Ok, now that I got your attention with the title, this is about more than Forbes’ Royal Gaffe. But first things first: Forbes mistakenly printed a “story”, (update: original deleted, see saved copy) which isn’t a story but private chat between two AP reporters, and should not have been published at all (hat tip: Mathew Ingram):
Swiss arrest Polanski on US request in sex case
Associated Press, 09.27.09, 10:41 AM EDT
i checked already, and so did zurich. they say the question is irrelevant. he answered me with the quote i used, about we knew when he was coming this time. he’s been here many times in the past, we think.
thx brad. aptn is aware, but unfortunately won’t make it in time, but is hoping to catch tail end.

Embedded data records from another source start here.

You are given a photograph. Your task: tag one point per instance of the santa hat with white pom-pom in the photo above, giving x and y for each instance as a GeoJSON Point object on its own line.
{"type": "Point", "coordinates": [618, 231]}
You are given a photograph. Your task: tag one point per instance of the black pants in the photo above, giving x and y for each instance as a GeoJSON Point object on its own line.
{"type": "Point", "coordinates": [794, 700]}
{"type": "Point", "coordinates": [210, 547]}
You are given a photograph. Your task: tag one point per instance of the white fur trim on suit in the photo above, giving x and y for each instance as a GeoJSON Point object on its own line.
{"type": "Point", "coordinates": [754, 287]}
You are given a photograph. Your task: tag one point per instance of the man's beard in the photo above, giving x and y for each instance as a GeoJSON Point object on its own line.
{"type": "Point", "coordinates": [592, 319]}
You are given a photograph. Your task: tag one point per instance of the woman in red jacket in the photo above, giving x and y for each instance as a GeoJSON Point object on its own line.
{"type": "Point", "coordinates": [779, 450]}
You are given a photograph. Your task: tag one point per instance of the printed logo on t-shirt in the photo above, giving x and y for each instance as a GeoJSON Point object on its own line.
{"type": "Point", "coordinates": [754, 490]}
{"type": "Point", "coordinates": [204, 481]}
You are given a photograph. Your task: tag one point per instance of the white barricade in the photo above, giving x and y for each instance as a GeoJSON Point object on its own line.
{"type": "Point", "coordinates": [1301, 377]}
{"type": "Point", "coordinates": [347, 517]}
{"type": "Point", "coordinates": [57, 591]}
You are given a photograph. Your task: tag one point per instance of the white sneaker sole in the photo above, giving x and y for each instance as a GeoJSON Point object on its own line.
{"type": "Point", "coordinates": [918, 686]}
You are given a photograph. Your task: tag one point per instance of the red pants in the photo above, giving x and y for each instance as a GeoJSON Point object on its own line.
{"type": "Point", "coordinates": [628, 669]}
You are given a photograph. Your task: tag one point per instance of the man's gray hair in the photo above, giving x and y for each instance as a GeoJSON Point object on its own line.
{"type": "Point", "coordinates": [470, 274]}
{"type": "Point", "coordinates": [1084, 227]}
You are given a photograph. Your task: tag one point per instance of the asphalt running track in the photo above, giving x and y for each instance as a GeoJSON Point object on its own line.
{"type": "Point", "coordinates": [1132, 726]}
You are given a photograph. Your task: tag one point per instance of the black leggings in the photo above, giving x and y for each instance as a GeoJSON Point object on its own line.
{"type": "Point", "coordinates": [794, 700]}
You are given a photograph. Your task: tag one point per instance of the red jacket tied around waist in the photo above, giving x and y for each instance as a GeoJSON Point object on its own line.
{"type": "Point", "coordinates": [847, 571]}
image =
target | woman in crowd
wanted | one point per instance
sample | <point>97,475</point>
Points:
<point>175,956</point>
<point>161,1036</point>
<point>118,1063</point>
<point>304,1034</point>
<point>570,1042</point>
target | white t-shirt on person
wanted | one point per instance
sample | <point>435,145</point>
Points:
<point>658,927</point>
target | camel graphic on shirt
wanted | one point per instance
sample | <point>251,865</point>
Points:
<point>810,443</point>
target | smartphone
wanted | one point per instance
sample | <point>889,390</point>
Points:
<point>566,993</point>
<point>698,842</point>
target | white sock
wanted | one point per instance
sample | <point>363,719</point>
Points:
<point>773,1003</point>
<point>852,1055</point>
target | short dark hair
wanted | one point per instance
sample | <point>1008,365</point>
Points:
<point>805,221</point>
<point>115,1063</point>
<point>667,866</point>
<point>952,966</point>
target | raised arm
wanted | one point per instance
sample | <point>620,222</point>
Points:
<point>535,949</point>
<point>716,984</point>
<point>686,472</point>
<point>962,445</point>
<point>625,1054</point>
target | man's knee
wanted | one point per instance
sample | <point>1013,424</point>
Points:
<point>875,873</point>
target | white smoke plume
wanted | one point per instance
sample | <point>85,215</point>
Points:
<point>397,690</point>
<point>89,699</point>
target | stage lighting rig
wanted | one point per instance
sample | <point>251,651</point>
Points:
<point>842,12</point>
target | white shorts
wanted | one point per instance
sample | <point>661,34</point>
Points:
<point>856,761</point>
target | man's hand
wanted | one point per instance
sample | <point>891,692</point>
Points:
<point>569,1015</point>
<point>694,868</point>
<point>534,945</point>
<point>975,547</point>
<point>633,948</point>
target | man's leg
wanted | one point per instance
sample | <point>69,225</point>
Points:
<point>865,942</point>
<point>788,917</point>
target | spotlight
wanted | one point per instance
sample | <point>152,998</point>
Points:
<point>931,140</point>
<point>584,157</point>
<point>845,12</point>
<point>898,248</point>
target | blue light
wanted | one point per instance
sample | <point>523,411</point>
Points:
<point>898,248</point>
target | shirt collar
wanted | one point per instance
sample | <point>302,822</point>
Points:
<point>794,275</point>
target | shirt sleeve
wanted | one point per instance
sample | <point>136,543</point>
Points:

i’m pushing out another writethru with some more background details before press conference.
no surprise, new york is really hot on this.
they particularly want to know why now. (has he never set foot in switzerland before?) sheila, theorizes that’s because they’re under intense pressure over ubs and want to throw the U.S. a bone, but can yo ucheck with justice department sources there?
is frank around too, or are you alone?
u can tell aptn press conf 1700 (15 gmt) in bern at the parliament
i’ll watch it live on internet
Clearly, somebody at Forbes / AP must be sleeping, since the “article” is still online after a full day – but let’s assume they will wake up and remove it, so I’ve saved it on Zoho Viewer. But let’s use this opportunity to discuss something more important.
Airbrushing Online Articles After the Fact
I borrowed that title from Jeff Nolan who discusses the case of The Washington Post materially changing an article after the fact, without notification:
It’s one thing to correct references or relevant facts but to materially change entire sections of an article is alarming and undermines the central argument that newspapers themselves make about why they are essential systems of record for society.
The record of an event is only changing as the timeline plays out and new facts and arguments emerge, which may serve to invalidate previous reporting and in that case should be noted as new content, not airbrushing of already published content. At the very least a record of corrections should append each online story when necessary rather than flagrant material editing of content done “under the cover of darkness”.
Newspapers must recognize that the public trust they cherish is at risk whenever they rewrite an article that is already published online.
I fully agree with Jeff, in fact, let’s just extend it to any form of online publication, including blogs. For minor changes we can always use there is always good old strikethrough. Of course if you do it a lot your text becomes unreadable, so for more changes, the right approach is to indicate the change and list the previous version of the story.
But wait! We already have the technology to automate this! Wikis are known for full version control and trackability, any Wikipedia reader can follow how much-edited article took shape by clicking on previous releases. The WordPress editor has for a while offered rolling back to previous releases – but that’s just for the blog author.
Here’s a simple proposal:
Make version control available to readers. I don’t mean the tiny edits while you shape up your thoughts. There should be a check-mark for “major edit”, and if you click it, it should cause a “Previous releases of this story” link to appear in a prominent place, at the top or bottom of each article.
This would go a long mile toward improving blogs’ credibility (and yes, newspapers can do it, too). Oh, and just to clarify: I’m discussing content change here. The Forbes story is different, it was a mistake, and I fully agree it should be removed when (if) Forbes / AP wakes up. (Update: they did.)